あらためて MSDN を確認すると、この Namespace や Assembly には、ユーザー プロファイルを読み込み、表示するためのクラスが存在することも分かります。
ProfilePropertyLoader class
http://msdn.microsoft.com/en-us/library/microsoft.sharepoint.portal.webcontrols.profilepropertyloader.aspx
ProfilePropertyValue class
http://msdn.microsoft.com/en-us/library/microsoft.sharepoint.portal.webcontrols.profilepropertyvalue.aspx
これらを利用して、JavaScript の変数にユーザー プロファイルの値を入れてみます。
JavaScript 変数にユーザー プロファイルの値を格納する
これら情報を基に、任意のページ(拡張子が.aspx)を SharePoint Designer で開き、下記を追加していきます。

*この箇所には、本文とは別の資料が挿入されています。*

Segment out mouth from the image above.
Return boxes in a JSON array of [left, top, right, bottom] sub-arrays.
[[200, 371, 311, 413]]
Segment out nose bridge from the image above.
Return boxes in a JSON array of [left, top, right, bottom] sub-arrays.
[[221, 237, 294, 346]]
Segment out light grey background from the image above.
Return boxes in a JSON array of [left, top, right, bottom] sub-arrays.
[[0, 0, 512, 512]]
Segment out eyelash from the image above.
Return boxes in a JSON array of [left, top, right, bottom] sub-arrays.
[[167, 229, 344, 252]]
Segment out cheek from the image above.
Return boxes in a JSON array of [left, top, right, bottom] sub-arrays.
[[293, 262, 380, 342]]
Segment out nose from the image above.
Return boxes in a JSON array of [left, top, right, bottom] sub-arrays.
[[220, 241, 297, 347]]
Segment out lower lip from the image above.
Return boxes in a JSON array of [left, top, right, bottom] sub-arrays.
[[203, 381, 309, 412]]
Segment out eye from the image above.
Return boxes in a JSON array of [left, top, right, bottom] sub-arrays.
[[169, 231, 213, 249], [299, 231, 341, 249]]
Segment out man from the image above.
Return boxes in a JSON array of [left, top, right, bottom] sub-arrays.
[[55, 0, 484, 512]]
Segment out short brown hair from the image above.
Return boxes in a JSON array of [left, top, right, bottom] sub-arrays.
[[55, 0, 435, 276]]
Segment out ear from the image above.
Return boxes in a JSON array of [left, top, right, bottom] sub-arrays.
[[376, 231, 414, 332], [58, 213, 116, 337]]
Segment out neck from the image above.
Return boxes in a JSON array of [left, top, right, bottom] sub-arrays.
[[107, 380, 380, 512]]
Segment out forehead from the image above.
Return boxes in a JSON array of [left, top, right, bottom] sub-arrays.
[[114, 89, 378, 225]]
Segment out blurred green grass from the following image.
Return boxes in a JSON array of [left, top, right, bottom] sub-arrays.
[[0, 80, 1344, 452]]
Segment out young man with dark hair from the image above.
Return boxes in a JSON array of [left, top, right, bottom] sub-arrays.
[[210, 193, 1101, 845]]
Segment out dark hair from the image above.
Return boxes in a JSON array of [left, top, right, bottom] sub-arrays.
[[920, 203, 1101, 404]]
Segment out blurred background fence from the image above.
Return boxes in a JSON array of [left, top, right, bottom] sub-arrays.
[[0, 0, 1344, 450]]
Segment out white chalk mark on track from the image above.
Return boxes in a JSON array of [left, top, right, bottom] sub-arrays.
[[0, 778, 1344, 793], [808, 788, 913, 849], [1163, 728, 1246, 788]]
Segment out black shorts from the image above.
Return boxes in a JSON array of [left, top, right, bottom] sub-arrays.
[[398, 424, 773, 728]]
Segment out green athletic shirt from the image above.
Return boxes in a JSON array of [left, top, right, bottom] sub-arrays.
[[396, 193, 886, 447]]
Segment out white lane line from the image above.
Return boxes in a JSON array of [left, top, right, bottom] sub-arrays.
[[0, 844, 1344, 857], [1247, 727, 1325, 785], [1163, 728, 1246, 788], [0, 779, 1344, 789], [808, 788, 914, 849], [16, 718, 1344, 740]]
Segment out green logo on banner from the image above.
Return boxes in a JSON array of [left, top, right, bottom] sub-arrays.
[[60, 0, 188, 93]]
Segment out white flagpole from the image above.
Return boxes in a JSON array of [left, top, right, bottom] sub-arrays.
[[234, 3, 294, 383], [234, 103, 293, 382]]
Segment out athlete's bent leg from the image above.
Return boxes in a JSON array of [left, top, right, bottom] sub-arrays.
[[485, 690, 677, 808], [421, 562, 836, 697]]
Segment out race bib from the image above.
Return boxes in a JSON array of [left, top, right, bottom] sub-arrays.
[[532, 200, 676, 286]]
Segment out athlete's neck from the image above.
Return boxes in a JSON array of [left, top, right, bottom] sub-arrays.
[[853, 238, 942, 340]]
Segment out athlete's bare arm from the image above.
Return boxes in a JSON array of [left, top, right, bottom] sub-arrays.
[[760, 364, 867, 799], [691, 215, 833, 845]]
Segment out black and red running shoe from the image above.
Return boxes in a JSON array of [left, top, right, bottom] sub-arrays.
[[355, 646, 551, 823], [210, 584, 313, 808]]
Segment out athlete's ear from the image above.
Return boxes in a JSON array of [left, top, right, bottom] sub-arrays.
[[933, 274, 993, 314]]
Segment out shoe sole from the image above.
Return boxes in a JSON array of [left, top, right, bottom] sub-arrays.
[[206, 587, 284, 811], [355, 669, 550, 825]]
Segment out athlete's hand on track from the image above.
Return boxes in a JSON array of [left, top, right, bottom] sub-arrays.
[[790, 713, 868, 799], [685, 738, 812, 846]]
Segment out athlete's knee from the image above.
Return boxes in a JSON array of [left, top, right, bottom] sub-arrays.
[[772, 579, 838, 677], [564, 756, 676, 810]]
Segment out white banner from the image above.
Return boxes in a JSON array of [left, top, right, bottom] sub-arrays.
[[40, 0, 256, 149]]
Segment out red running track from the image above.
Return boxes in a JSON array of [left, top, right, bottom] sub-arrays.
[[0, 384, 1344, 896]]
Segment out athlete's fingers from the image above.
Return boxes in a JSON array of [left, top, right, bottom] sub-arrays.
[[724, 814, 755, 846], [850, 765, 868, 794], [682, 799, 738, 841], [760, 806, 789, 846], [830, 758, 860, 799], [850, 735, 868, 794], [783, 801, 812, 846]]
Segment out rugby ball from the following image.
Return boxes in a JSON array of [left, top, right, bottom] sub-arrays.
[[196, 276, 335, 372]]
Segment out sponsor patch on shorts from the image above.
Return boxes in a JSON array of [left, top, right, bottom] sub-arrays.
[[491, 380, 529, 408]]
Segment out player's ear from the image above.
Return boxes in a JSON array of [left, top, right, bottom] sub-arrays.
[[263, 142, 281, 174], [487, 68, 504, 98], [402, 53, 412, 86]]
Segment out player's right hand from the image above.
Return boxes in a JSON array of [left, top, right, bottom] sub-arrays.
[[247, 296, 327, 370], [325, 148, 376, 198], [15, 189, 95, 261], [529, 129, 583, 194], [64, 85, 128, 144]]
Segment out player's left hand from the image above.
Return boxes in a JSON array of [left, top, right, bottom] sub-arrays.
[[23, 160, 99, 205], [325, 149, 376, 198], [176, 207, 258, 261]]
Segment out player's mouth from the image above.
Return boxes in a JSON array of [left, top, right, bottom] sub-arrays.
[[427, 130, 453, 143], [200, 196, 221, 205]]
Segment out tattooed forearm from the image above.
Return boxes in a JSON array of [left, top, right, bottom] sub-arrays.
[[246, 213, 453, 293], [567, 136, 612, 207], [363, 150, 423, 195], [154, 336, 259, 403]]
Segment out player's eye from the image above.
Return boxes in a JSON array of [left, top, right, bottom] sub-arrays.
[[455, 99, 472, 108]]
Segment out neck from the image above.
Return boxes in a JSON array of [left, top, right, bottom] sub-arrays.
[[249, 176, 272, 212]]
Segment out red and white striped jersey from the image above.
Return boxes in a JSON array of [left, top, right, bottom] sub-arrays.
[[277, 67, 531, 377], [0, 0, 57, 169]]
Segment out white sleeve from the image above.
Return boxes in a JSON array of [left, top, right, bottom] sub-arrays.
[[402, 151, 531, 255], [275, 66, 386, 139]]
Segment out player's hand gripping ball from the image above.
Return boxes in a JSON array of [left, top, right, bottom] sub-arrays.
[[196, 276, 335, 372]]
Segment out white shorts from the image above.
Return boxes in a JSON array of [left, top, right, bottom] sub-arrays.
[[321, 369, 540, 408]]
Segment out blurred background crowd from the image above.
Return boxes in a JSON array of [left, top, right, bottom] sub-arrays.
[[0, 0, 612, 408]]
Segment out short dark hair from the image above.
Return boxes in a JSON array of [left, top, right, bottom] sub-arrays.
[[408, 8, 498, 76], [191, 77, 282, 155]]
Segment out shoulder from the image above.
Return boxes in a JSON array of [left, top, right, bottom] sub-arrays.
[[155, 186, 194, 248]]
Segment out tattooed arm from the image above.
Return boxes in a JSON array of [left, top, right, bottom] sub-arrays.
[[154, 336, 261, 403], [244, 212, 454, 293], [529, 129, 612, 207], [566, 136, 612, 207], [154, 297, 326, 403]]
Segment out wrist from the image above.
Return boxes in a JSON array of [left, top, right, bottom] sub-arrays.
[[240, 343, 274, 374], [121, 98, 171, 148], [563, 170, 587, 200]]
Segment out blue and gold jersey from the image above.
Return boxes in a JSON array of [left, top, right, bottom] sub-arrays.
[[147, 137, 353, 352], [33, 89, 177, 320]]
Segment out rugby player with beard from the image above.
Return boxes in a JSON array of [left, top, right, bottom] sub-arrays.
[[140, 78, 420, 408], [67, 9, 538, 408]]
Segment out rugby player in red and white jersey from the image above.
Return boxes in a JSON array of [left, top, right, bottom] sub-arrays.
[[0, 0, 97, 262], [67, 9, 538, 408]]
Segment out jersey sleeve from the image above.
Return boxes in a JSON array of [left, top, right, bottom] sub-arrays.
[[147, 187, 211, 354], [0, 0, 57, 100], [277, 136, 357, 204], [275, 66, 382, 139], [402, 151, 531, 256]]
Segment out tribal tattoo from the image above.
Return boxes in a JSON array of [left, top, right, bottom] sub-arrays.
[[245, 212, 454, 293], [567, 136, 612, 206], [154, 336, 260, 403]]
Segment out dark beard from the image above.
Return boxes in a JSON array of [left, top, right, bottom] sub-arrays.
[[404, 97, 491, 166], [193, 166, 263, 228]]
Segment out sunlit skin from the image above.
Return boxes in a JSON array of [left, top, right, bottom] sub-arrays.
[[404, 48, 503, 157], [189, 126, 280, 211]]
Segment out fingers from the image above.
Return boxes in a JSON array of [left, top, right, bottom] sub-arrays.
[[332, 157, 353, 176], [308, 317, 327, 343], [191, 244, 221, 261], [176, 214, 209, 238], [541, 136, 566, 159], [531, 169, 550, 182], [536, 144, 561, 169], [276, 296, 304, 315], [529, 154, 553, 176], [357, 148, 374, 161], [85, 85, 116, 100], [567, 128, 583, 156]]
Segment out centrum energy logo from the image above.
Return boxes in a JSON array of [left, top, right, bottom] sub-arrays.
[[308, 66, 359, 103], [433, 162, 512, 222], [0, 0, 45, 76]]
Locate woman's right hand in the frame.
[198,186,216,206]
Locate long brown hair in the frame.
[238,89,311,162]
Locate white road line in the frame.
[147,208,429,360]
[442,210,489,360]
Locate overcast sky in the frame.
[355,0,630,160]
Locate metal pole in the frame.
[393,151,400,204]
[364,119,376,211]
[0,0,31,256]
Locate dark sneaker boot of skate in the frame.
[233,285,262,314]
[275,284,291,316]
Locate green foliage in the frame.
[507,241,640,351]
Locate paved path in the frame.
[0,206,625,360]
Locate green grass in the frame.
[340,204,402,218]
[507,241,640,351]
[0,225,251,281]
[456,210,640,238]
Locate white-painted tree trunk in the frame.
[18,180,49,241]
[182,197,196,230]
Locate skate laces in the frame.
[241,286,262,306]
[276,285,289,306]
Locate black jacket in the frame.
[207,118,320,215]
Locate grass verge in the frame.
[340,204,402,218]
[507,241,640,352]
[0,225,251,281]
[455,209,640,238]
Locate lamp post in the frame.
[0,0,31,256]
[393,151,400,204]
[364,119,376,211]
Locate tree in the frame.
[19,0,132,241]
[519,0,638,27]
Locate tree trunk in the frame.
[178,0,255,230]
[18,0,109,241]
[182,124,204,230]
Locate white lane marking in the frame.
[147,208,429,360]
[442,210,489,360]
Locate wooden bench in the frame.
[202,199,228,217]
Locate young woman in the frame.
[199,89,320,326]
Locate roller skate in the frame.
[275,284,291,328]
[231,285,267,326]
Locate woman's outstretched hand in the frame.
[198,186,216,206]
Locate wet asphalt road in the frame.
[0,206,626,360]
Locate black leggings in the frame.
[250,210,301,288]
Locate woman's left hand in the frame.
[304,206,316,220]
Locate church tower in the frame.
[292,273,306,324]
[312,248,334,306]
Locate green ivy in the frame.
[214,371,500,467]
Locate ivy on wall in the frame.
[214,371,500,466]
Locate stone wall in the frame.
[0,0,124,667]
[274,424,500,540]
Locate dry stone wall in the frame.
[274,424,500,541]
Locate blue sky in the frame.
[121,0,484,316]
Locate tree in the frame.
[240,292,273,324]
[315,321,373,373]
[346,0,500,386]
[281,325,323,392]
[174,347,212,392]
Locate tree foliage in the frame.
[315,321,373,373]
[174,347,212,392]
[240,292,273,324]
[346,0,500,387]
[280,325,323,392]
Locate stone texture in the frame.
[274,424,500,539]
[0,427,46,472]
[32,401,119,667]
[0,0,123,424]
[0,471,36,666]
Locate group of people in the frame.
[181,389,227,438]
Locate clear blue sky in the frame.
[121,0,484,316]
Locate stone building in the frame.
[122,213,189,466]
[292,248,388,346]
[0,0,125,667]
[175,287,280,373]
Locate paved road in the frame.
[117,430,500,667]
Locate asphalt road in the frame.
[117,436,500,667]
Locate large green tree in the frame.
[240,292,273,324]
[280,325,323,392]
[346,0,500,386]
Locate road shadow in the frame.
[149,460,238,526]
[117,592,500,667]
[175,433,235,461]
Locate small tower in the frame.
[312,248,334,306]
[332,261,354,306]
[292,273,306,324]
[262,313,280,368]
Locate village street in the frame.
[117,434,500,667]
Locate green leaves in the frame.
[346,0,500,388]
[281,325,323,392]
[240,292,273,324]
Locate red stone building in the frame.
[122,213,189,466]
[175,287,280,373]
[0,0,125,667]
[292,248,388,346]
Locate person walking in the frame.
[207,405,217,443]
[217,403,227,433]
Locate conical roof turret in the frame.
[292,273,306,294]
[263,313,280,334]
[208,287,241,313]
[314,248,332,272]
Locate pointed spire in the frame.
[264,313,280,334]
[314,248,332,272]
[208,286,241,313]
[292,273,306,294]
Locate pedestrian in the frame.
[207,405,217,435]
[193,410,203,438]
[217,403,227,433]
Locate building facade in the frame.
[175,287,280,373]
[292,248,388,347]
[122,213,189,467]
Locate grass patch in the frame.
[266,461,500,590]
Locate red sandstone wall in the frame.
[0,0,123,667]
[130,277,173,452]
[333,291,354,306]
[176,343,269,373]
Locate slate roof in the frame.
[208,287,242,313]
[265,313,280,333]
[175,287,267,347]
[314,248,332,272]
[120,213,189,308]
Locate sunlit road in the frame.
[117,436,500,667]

まずは、@Register タグの最後に下記を追加します。
<%@ Register Tagprefix="SPSWC" Namespace="Microsoft.SharePoint.Portal.WebControls" Assembly="Microsoft.SharePoint.Portal, Version=16.0.0.0, Culture=neutral, PublicKeyToken=71e9bce111e9429c" %>
次に、ページ上の任意の場所に下記を追加します。どこでも良いのですが、今回は<asp:content contentplaceholderid="PlaceHolderAdditionalPageHead" runat="server">
タグの中に追加しました。PropertyName
に指定する値は、全体管理の「ユーザー プロパティの管理」から確認ができます。
<SPSWC:ProfilePropertyLoader runat="server"/>
<script type="text/javascript">
var myUserObj = {
FirstName: "<SPSWC:ProfilePropertyValue Id='myUserFirstName' PropertyName='FirstName' TitleMode='true' runat='server'/>",
Name: "<SPSWC:ProfilePropertyValue Id='myUserName' PropertyName='PreferredName' TitleMode='true' runat='server'/>",
Office: "<SPSWC:ProfilePropertyValue Id='myUserOffice' PropertyName='Office' TitleMode='true' runat='server'/>"
}
</script>
ページを保存し、再読み込み後に F12 開発者ツールで確認してみると、変数には、カレント ユーザーのユーザー プロファイルの値が入っていることが確認できます。
さいごに
今回の方法は、SharePoint Designer のみで完結するカスタマイズですので、SharePoint Online でも利用が可能です。ユーザー プロファイルの値を取り出して、JavaScript から利用するだけであれば、非常に簡単に行えます。また、JavaScript 内に取得処理を記述する方法とは違い、ページの読み込みが終わったタイミングで変数に値が入るため、色々と使い道はあるかと思いました。